The overall fold and the secondary structural elements of the protein are stable at 300 K, as expected, and a typical snapshot is shown in Fig. 1. The tertiary structure of lysozyme is made up of two domains, D1 and D2. The smaller domain D1 includes all the three β strand and the helices α1 and α2, whereas the larger domain D2 consists of nine helices (α3–α11). The domains D1 and D2 are connected through the helix α3. The interactions between the secondary structures within and across domains have been investigated and the process of unfolding at high temperatures is monitored from the network perspective. These results are discussed below after the simulation profiles of some of the conventional parameters.
FIGURE 1.
A schematic representation of the structure of T4 lysozyme. It consists of 11 helices between residues 3–11 (α1), 39–50 (α2), 60–80 (α3), 82–90 (α4), 93–106 (α5), 108–113 (α6), 115–123 (α7), 126–134 (α8), 137–141 (α9), 143–155 (α10), 159–161 (α11) and three β-strands between residues 14 and 19, 25 and 28, and 31 and 34. The two domains are represented as D1 and D2.
Simulation profiles
RMSD
The time-dependent RMSD from the starting structure gives an estimation of the rate of unfolding at different temperatures (Fig. 2). At 300 K, Cα -RMSD fluctuates around 1 ± 0.5 Å. In the 400 K simulation, the RMSD is stable around 2 Å up to ∼4 ns and then increases to ∼3 Å. All the three simulations at 500 K behave in a similar manner, particularly until 4 ns. There is a sharp increase in RMSD between ∼1 ns and ∼2 ns. As the RMSD reaches a range of ∼6–8 Å around 3 ns, the rate of change of RMSD has diminished. The RMSD profiles of the three simulations, however, perceptibly vary during 4–10 ns, with values ranging from 7 Å to 12 Å. The increased RMSD clearly indicates a drastic conformational change in the structure of lysozyme in the 500 K simulations.
FIGURE 2.
MD trajectories of RMSD (Å) with reference to the minimized crystal structure.
Radius of gyration
The trajectories of the radius of gyration (Rg) of the protein at different temperatures are presented in Fig. 3. The value fluctuates around 13.4 Å in the 300 K simulation, Rg is slightly higher with increased fluctuation at 400 K. Large fluctuations, varying from 13 Å to 18 Å are seen in all three simulations at 500 K. However, it should be noted that the fluctuations are not so pronounced until around 2.0–2.4 ns, when a lower value of ∼14 Å is attained in all three simulations. The compactness at this point is related to the collapse of domains in the structure, which will be discussed later. The fluctuations in Rg are more drastic after this point, indicating large changes in the structure.
FIGURE 3.
Radius of gyration (Å) trajectories at different temperatures.
Network analysis
Protein structure network (PSN) analysis is carried out on the snapshots obtained from 300 K, 400 K, and 500 K simulations.

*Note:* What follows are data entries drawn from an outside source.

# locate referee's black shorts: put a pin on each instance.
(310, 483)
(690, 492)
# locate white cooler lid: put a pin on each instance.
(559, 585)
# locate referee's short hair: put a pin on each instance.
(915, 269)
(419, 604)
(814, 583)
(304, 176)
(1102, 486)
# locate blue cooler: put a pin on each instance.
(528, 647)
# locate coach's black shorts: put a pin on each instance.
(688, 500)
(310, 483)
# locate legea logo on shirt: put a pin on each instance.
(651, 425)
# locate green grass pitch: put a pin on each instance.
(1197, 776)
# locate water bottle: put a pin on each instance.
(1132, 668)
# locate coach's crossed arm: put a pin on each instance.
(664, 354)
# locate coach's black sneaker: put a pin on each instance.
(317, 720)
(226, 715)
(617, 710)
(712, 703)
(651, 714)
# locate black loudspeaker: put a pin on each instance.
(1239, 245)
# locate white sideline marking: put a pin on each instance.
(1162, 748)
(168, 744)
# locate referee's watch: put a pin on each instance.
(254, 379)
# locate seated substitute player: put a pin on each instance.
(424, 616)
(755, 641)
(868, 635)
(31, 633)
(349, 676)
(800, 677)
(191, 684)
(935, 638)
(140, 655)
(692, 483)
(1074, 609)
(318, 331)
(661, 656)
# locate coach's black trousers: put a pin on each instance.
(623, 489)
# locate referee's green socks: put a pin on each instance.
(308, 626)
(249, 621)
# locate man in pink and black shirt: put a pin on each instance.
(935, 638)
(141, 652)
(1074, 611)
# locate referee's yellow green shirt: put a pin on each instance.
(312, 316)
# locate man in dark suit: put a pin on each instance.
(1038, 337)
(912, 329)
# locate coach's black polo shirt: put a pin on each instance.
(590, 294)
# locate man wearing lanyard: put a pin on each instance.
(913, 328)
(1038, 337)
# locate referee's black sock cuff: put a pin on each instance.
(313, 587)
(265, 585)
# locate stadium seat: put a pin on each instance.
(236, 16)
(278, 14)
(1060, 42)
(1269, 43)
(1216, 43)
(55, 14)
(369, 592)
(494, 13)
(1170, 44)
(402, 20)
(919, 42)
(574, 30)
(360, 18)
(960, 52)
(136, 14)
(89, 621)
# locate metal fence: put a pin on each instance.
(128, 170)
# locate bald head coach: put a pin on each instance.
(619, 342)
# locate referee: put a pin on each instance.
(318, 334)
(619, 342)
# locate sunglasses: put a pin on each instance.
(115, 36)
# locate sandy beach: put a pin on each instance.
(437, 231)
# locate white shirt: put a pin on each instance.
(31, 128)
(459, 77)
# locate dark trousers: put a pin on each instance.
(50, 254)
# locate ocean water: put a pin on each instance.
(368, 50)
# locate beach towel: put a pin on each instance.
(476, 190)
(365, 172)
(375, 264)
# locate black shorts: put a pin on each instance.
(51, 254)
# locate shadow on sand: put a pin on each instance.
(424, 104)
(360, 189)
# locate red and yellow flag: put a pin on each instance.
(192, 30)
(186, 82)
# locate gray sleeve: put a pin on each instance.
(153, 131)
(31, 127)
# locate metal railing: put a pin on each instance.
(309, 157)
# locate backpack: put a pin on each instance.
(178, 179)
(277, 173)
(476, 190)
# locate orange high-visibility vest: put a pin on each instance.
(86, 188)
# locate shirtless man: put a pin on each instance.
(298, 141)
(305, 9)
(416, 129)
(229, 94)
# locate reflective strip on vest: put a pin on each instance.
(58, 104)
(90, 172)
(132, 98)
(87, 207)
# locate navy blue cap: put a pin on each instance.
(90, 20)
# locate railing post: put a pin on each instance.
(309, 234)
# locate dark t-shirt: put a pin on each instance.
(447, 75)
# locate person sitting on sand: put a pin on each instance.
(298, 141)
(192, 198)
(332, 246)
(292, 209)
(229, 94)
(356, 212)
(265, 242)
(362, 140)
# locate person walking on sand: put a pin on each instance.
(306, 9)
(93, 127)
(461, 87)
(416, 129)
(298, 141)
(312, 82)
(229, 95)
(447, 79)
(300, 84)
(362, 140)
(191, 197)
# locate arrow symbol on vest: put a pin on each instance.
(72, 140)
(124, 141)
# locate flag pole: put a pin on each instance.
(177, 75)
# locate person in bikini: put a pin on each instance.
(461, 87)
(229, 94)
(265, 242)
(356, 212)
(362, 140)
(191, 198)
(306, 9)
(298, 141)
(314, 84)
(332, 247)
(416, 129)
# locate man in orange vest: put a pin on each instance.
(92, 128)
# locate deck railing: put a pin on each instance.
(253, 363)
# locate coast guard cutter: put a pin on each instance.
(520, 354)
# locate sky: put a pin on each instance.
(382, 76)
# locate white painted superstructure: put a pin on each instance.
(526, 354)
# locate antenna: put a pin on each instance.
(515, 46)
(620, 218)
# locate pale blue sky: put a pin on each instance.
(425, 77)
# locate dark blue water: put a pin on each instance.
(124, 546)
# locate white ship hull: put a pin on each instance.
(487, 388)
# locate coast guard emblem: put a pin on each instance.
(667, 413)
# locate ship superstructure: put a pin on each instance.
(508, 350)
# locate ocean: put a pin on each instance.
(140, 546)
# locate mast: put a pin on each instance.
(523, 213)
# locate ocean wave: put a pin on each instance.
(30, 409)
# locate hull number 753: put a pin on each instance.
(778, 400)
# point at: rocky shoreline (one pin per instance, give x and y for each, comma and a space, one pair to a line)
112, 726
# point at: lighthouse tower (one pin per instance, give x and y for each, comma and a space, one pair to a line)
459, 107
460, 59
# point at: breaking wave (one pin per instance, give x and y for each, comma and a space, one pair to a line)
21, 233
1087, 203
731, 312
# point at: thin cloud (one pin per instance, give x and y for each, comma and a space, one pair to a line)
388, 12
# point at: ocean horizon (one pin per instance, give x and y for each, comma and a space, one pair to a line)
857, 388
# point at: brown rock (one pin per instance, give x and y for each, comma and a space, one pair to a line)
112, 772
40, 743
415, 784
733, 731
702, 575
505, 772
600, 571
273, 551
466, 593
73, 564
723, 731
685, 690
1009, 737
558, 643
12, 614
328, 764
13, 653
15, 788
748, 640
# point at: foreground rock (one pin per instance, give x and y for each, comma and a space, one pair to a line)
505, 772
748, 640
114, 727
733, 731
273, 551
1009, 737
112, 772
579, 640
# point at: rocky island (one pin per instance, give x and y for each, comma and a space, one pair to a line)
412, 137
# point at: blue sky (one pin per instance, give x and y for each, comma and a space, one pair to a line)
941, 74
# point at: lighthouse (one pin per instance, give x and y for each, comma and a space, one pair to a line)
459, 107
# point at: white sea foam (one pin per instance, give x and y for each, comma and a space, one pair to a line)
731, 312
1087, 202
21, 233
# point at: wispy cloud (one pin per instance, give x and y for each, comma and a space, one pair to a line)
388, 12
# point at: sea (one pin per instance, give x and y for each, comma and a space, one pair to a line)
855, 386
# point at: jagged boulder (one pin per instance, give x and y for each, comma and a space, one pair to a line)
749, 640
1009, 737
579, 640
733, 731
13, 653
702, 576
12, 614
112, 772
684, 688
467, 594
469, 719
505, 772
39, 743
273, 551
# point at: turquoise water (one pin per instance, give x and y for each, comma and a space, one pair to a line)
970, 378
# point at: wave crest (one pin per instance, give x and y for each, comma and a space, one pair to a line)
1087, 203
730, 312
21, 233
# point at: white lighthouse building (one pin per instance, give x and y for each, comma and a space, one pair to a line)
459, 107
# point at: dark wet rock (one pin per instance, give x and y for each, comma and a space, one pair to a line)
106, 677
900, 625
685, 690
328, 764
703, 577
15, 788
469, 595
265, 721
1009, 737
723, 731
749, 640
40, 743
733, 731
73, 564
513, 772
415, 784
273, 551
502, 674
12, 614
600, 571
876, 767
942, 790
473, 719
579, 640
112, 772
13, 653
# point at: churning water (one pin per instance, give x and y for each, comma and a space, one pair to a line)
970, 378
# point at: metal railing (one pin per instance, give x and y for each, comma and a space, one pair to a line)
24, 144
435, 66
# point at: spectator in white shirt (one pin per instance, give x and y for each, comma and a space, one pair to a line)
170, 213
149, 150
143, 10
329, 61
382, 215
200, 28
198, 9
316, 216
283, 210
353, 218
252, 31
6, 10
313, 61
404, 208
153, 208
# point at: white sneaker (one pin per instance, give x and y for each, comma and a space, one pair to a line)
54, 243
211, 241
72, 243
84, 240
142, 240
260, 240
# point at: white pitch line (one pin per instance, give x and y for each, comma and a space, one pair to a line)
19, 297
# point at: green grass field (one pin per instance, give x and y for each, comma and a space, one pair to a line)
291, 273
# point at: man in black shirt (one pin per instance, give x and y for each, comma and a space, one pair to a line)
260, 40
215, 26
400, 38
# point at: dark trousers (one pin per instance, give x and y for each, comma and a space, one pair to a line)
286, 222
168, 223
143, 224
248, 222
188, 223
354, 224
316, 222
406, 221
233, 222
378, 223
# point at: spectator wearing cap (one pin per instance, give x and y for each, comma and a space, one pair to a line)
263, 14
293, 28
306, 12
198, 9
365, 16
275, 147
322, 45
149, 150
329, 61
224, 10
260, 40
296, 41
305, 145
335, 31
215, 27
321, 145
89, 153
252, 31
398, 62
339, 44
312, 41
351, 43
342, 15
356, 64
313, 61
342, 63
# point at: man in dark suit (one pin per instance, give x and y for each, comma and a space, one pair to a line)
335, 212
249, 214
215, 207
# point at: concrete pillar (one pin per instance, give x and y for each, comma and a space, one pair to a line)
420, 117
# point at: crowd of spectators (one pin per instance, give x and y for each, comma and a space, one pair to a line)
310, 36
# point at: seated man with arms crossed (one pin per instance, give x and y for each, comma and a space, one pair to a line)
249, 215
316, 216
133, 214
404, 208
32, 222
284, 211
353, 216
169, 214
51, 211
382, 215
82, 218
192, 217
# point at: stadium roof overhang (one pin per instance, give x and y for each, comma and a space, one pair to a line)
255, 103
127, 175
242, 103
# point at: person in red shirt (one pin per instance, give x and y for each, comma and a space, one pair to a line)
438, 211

Qualitative features of the network parameters along the trajectories are very similar in all three simulations at 500 K. Hence, most of the results are presented from only one of the simulations (S1) (some of the results from simulation S2 are presented in Supplementary Material). The interaction-strength-dependent analysis is an important feature of this work. First, general network properties such as the degree distribution and size of the largest cluster are presented, and then the trajectories are probed to gain insight into the details at the structural level.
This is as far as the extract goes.